Nasser Al-Attiyah fa sua la 12° tappa di questa Dakar 2018 ormai giunta alla sua fase finale. Una tappa lunga 793 chilometri complessivi (523 di stage) affrontati con abilità dal qatariota deciso a far suo il secondo posto nella generale ai danni di Stéphane Peterhansel, che però risponde con un strategico secondo posto tenendo il pilota Toyota distante poco più di 20 minuti. Non sarà facile ma di qui alle due tappe di chiusura può ancora succedere di tutto. Di questo lo sa bene Carlos Sainz sempre impegnato a tenendosi ben stretta la sua prima posizione in classifica, riuscendo a chiudere una tappa inaspettatamente tesa causa un guasto al cambio che lo ha costretto ad affrontare gli ultimi 15 chilometri solo in terza marcia. Il sogno Peugeot di concludere con l’ennesimo successo per poi ritirarsi dal rally raid più famoso del mondo sta, pian piano, prendendo sempre più forma. Passo altalenante per Giniel De Villiers (Toyota) e Orlando Terranova (MINI) mentre il vincitore della tappa di ieri, Bernhard Ten Brinke, si è dovuto accontentare della quinta piazza davanti a Mikko Hirvonen (Buggy-MINI). Continua l’impegno di Cyril Despres nel fare da angelo custode al compagno di squadra spagnolo, seguendolo da vicino e pronto ad intervenire nel caso ve ne fosso bisogno.

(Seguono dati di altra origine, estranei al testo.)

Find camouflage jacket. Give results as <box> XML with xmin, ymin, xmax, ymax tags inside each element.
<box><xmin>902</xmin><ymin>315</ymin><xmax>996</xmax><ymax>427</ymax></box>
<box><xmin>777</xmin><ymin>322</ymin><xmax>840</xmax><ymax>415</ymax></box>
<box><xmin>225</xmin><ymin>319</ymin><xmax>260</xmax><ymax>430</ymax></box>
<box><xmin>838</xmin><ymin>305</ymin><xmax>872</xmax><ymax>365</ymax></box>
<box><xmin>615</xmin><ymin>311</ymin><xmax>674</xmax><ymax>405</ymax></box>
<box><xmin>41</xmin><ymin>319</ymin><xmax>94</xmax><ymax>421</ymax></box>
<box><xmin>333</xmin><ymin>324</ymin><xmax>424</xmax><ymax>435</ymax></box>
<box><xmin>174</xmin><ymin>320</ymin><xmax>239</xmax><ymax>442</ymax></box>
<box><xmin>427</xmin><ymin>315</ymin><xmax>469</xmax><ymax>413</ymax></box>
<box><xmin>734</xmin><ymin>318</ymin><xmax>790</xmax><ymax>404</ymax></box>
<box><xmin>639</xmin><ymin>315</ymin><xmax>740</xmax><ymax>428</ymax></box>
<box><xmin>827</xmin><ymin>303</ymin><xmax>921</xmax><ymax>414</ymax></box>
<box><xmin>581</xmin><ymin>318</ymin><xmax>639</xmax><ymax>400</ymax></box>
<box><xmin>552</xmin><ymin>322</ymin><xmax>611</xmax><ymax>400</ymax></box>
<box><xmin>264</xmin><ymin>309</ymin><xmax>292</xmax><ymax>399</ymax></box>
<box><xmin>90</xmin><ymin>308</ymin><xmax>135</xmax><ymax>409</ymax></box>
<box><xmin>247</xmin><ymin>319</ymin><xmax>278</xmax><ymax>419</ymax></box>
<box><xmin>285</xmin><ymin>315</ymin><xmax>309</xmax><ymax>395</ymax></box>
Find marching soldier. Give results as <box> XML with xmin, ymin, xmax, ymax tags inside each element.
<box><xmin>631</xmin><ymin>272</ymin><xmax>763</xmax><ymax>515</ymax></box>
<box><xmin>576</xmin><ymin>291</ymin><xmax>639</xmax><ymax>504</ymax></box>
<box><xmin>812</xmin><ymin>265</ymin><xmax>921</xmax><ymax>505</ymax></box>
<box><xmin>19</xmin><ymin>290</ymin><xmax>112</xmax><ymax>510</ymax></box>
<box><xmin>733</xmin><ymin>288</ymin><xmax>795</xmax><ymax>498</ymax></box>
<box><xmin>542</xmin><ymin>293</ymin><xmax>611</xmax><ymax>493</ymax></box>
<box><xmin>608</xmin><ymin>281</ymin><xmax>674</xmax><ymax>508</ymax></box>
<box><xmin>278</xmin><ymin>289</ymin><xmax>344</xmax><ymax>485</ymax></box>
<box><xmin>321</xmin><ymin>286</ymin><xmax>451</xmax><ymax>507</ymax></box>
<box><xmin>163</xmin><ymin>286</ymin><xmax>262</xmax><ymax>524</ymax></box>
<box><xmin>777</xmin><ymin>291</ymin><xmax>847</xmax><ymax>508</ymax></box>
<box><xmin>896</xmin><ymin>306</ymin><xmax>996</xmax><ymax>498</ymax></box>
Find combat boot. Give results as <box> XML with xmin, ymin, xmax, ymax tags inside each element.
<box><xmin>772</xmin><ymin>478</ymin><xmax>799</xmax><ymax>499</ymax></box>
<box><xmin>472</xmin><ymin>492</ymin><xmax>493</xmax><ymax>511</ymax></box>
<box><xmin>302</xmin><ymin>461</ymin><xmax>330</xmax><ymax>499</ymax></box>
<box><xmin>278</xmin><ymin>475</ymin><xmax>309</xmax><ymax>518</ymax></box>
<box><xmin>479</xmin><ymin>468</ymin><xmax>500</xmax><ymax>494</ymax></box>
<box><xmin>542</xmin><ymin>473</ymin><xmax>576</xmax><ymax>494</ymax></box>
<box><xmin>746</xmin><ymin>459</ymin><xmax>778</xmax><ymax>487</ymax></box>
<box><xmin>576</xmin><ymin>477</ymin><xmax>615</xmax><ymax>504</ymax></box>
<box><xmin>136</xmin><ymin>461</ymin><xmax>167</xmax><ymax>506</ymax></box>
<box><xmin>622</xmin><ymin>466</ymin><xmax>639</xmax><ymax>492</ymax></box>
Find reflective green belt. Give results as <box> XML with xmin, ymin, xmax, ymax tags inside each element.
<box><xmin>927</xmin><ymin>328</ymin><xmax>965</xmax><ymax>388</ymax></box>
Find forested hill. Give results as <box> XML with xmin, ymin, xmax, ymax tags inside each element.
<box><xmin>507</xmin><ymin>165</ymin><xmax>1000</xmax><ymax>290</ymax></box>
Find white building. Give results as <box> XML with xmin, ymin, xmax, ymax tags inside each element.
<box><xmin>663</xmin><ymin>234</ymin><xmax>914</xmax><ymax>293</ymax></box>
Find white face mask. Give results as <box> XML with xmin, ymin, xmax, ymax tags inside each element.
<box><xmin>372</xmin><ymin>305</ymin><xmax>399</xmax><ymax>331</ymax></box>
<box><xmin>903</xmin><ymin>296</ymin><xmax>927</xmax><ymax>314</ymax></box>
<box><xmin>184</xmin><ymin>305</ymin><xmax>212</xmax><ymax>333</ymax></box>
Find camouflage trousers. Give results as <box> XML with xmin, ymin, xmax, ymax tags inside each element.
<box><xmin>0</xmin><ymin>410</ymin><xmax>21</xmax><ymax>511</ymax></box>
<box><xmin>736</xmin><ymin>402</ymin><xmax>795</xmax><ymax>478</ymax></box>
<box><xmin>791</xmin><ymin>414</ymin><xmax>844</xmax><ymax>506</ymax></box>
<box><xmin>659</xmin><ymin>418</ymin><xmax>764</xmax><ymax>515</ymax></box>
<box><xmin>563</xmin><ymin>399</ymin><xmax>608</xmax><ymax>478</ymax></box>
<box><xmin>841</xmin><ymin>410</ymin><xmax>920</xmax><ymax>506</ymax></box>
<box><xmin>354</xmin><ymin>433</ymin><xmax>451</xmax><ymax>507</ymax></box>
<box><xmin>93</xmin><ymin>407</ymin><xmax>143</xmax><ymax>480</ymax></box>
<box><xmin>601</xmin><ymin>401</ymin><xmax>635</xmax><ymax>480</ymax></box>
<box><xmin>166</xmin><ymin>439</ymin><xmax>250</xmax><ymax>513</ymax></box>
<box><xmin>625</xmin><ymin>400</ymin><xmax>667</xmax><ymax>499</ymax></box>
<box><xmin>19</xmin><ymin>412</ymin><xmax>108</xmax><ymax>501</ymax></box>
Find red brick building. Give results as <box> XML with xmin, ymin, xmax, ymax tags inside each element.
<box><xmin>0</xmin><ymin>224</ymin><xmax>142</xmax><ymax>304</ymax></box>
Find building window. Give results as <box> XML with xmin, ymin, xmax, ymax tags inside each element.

Per quanto riguarda le altre categorie da sottolineare la battaglia molto serrata tra i camion Kamaz di Eduard Nikolaev e l’Iveco di Federico Villagra, separati da un misero secondo a favore del russo. Moto e quad invece non hanno avuto speciali cronometrate, trasferendosi semplicemente a San Juan a causa di un percorso che non garantiva le minime condizioni di sicurezza.